C'est que je ne partage pas du tout la vision économique qu'on m'oppose. Non, la richesse totale d'un pays n'est pas un tout constant, (faute de quoi on se demande comment on a pu sortir de l'âge de pierre), ni non plus un tout d'emblée et définitivement public (comme si toute propriété privée volait d'avance la collectivité). Je ne crois pas non plus que la justice consiste à donner autant à chacun, ni non plus que notre pays, où 45 % du PNB est redistribué, soit un pays si injuste. Je crois que le travail et le mérite sont les seuls critères justes de répartition, et que seule la croissance crée de l'emploi, donc de la dignité et des richesses. Certaines inégalités peuvent me paraître acceptables si les progrès de l'économie profitent aussi (et si possible en premier lieu) aux plus défavorisés.
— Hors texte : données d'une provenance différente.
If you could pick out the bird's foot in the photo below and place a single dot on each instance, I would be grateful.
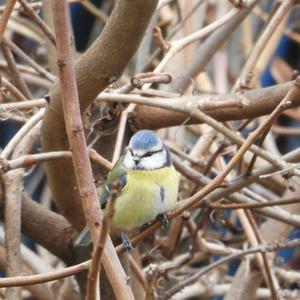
(126, 242)
(162, 217)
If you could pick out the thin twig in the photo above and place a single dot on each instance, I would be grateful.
(94, 272)
(254, 205)
(35, 17)
(6, 15)
(191, 279)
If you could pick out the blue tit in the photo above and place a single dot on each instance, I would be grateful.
(149, 185)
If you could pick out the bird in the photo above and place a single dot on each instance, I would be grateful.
(148, 186)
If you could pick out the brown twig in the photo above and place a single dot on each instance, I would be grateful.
(253, 205)
(31, 12)
(246, 75)
(23, 56)
(94, 272)
(13, 189)
(14, 72)
(191, 279)
(6, 15)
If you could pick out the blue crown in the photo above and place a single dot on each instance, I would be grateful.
(144, 139)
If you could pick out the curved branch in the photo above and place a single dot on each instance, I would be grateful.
(103, 62)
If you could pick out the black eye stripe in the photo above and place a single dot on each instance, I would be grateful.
(149, 153)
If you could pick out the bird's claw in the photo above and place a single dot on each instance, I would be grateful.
(162, 217)
(126, 242)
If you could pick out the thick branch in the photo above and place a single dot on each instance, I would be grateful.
(104, 61)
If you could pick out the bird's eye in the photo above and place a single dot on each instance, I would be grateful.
(147, 154)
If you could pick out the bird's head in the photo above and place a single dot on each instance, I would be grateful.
(146, 151)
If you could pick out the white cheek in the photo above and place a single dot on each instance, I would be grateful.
(155, 161)
(128, 161)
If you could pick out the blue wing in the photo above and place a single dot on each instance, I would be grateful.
(118, 173)
(107, 189)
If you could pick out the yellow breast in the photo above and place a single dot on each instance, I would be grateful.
(147, 194)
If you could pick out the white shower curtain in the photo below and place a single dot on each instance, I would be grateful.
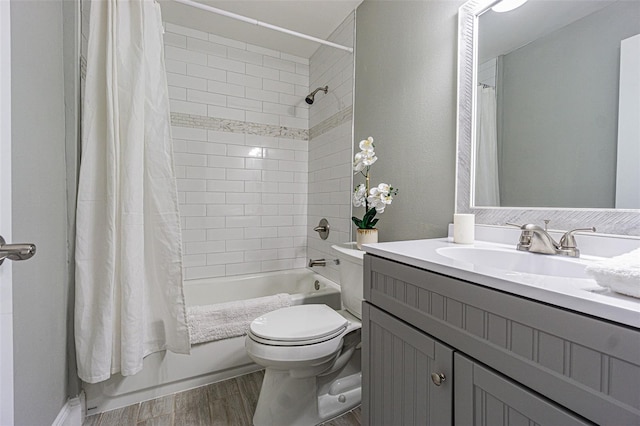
(129, 295)
(487, 188)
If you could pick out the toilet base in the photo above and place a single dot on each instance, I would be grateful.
(285, 400)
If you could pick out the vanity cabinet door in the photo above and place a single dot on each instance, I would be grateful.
(398, 362)
(483, 397)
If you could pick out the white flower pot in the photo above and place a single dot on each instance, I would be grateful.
(366, 236)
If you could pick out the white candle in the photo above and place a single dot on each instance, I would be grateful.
(463, 228)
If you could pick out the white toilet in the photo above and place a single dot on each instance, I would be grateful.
(311, 373)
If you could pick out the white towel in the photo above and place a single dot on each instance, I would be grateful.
(620, 273)
(231, 319)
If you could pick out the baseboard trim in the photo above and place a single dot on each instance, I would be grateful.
(71, 413)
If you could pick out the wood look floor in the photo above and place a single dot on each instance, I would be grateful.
(228, 403)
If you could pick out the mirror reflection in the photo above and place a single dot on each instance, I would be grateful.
(556, 106)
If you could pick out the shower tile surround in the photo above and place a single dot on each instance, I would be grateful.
(330, 147)
(240, 129)
(257, 167)
(252, 183)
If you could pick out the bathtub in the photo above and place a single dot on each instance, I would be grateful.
(165, 373)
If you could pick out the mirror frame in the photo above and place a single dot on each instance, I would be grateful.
(607, 221)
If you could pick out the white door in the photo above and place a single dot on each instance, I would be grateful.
(6, 305)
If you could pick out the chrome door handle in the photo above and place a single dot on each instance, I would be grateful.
(437, 378)
(16, 251)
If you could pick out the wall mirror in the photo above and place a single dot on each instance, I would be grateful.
(551, 154)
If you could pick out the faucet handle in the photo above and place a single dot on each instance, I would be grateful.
(568, 241)
(514, 224)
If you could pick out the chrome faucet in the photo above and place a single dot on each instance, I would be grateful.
(322, 262)
(535, 239)
(317, 262)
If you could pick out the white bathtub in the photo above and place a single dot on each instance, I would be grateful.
(165, 372)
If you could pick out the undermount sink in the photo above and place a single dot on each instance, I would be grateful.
(516, 261)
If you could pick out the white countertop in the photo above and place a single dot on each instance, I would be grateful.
(578, 294)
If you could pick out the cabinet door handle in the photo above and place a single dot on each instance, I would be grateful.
(438, 378)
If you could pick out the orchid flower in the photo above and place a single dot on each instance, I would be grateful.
(376, 199)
Je ne suis pas un suppôt de la mondialisation, que je n'invoque pas comme une valeur. Je me résigne avec réalisme, pour lui donner les moyens d'épanouir ses services publics, à pourvoir avec autonomie aux besoins de ma commune, dont les anciens bailleurs de fond en pleine crise ne retrouveront jamais leurs marges de manoeuvre d'hier. Prétexte de la diatribe, la zone Agora Sud n'est pas une fuite en avant fomentée par un vilain libéral, mais l'évolution d'une zone dessinée en 2001 (qui s'en est ému en ce _ temps-là ?) suivant la requête de l'Etat pour préparer le transfert de Danisco (aujourd'hui Firmenich) qui s'est finalement fait vers Grasse au détriment du canton. J'en revendique l'identité architecturale sobre et les très nombreux emplois de proximité qu'elle crée. Oui, j'aime mieux que ceux qui mangent au McDo puissent le faire ici plutôt qu'ailleurs...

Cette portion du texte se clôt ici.